Funds is the backbone of finance and depicts a way of managing the funds with an aim of growing the amount of money that investors have planned to invest. Many people or companies choose to invest in funds as they can act as a means of diversification, risk management and financial goal achievement. The investment strategy also involves differences depending on the kind of fund which distinguishes between normal and high-risk funds according to the investor’s preferences.
This article discusses the various types of funds, the 4 categories of investment fund and mines the role and benefits of each type.
“Funds refer to money collected collectively from investors or institutions for the attainment of a given objective, like to gain a specific rate of return, promote a given cause, or fund a given project.”
These funds are normally run by individuals who deliberately invest them in different assets for example stocks, bonds or properties for optimum returns given a certain level of risk.

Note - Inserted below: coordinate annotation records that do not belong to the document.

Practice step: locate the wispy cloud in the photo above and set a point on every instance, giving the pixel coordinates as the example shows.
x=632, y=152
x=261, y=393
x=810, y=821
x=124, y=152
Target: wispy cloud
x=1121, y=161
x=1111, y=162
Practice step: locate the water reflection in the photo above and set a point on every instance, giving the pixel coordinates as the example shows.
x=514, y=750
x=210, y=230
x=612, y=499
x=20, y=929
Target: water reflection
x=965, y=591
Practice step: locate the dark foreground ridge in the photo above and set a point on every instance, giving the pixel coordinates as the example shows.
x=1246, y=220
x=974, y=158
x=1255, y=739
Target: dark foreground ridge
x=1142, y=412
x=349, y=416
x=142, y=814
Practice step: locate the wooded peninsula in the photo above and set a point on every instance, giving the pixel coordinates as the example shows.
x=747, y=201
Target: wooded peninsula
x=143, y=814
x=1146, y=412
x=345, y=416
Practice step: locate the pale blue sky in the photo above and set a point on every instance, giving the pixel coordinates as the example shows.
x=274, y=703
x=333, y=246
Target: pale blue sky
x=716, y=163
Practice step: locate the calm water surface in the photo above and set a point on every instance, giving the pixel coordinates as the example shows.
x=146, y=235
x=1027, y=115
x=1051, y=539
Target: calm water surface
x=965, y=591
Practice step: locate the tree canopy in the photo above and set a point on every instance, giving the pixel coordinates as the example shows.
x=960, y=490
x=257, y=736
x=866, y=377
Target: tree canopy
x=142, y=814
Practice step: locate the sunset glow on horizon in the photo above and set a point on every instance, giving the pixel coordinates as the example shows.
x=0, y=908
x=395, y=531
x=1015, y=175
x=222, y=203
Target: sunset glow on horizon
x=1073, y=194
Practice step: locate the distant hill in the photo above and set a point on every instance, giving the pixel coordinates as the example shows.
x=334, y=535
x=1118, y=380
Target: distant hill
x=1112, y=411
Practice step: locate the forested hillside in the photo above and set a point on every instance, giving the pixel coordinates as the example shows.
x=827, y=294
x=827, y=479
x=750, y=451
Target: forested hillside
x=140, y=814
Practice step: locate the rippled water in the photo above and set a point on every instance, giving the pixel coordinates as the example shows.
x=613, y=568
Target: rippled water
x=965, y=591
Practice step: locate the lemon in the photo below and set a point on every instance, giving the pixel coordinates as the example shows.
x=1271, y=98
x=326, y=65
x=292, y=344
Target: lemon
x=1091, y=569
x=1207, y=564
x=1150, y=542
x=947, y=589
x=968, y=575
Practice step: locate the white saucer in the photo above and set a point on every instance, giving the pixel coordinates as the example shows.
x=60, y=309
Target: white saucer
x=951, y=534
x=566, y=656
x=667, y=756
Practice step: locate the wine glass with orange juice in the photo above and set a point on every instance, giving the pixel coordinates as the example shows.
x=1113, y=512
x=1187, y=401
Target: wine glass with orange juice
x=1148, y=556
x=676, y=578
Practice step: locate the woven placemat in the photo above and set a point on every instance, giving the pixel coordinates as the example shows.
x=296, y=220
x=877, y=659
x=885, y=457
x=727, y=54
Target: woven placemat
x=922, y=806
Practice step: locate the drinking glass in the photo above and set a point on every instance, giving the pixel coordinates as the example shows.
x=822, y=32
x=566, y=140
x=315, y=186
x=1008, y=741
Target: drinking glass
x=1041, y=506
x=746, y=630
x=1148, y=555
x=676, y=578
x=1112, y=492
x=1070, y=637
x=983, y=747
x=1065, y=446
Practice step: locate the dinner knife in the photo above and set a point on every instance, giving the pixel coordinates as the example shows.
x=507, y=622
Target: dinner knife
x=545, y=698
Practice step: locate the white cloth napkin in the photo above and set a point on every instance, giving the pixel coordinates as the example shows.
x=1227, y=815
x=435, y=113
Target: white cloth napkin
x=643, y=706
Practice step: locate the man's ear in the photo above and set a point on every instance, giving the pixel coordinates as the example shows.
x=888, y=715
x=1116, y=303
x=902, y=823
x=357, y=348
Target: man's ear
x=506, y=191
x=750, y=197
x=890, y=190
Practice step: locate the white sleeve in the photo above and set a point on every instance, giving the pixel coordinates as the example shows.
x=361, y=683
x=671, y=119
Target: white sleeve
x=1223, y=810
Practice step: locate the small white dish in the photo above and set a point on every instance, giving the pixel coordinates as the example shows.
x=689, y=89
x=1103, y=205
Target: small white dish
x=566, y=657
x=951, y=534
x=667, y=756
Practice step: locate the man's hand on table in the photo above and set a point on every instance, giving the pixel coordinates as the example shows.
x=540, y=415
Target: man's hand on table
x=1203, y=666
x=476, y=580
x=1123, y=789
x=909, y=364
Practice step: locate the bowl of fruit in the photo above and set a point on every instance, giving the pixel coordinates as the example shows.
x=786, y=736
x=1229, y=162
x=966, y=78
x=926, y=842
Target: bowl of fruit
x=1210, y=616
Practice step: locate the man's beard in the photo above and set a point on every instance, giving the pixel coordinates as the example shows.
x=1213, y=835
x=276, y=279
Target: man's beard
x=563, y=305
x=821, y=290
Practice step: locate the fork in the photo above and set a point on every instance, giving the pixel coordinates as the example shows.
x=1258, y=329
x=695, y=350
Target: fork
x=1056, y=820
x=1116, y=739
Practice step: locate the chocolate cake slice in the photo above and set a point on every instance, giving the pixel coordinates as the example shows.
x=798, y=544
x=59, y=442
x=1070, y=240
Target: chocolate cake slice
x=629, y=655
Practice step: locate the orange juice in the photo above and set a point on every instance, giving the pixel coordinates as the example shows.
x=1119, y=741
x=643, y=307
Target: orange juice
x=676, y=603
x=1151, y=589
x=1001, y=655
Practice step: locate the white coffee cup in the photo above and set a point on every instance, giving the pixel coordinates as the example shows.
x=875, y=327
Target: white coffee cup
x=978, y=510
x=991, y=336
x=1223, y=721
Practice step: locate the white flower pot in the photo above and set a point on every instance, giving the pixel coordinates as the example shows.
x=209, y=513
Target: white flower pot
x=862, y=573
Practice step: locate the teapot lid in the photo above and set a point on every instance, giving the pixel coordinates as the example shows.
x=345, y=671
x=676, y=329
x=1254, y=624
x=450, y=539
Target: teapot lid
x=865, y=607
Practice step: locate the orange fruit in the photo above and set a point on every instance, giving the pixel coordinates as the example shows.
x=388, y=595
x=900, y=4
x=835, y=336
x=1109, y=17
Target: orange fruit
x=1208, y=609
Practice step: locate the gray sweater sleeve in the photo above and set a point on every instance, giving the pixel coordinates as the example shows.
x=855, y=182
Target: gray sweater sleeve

The goal of funding is to direct money towards a particular goal that can be business profit, company’s development, or social improvement. Money makes it possible to start up activities, do research and development and also allows one to build up capital for use in the future. For instance, a company may require capital for expansion purposes, while an individual looks for an investment in a fund for security.
This information assists the investors in selecting the most appropriate kind of funds supported by their objectives, intolerances to risks, and financial information. Below are types of funds:
Our primary equity funds deal mainly with stocks with an objective to achieve capital appreciation through investing in the stock market. These funds have higher risk levels in regard to their investment, but they are expected to generate higher returns in the long run, thus attractive for those investors who are willing to put in terms of risk. Through constant diversification across different stocks, equity funds minimise specific stock risks, even though they are responsive to the overall market volatility. Investors go for equity funds when they want the total value of their investment to grow through capital appreciation on stocks in the market.
Debt funds invest in fixed-earning securities including state securities, bonds, treasury bills and companys’ debt. These are relatively less risky compared to equity funds, which is an added advantage to any group or individual who wants to invest in relatively safe and steady income. While returns earned on the debt funds are relatively low, they are more predictable because they are less volatile to market fluctuations. As mentioned, debt funds offer less risk and hence a predictable income thus preferred by investors who need high capital preservation as compared to high returns.
Money market funds invest in temporary and safe financial products, like certificates of deposit (CDs), government bonds and commercial papers. These funds are very safe, experience low volatility, and provide little returns but ensure lots of liquidity making them proper for holding emergency funds or maintaining the value of your cash. Money market funds are very liquid as investors can withdraw without minimal problems. Therefore, they are preferred by investors who seek a relatively safe setting to place their money and get minimal yield.
Balanced funds, which are also called hybrid funds, fund in both equity and debt securities with proper proportionate. These finances work to achieve a moderate level of growth because of the diversification of the assets involved and provide both regular income and realization of capital. Balanced funds are mainly appropriate for investors who want to strike a balance between low risks and slightly higher profits than that of a fully invested stock fund. They are ideal for a client who wants to diversify growth without necessarily being associated with the high risks of equity funds.
The 4 kinds of investment funds are classified under the categories of the investment strategy, objectives, and risks they possess. Below is a breakdown of these categories:
In open-end funds, it is possible to purchase and sell shares directly from the fund without any fixed number. They are sold at the current net asset value (NAV), which is its asset value. Due to this flexibility open-end funds have a tendency of being perceived to be answering the needs for liquidity by investors.
Closed-end funds have a finite figure of shares outstanding, and their shares are exchanged on the stock market like individual stocks. Market prices can be different from the NAV due to demand and supply. It presents chances of price appreciation to the investors, although it compels risk.
As a class of investments, ETFs are finances that are traded on share markets and therefore actively traded throughout the course of the trading day. They are generally less costly as they have low expense ratios. These funds are the blend of the diversification of mutual funds and flexibility of stocks.
UITs are expected to have a fixed structure and limited lifetime after which they are dissolved. They provide stable returns since they do not engage in the buying and selling of their stocks. UITs are most appropriate for investors who want stable investments or those that have a fixed investment period.
All of these fund types have their respective benefits and depend on the investor’s choice and investment goals.
Investing provides various advantages in funding, including:
Diversification: Funds dispense investments in several assets, hence minimising threats.
Professional Management: Fund managers increase the probability of good returns from the selected assets through proper management.
Liquidity: Most funds, especially the open-end investment funds have been characterised by high liquidity in terms of investors’ ability to redeem their investments.
Affordability: Funds let investors begin with little amounts of money thus making it easy for a large number of people.
Knowledge of different types of funds and potential funding sources is an essential condition to make rational financial choices, in tune with the goals and risk tolerance. Many individuals get professional management and diversification through funds and many businesses can explore different funding to enable them to expand. When selecting the right kind of fund type or funding strategy, investors and organisations can create a great foundation for their monetary chances in the future.
For further improved understanding of fund types, investment strategies, and risks, enroll in the Course of Investment Funds Classification and their Evaluation Methods from the British Academy of Training and Development.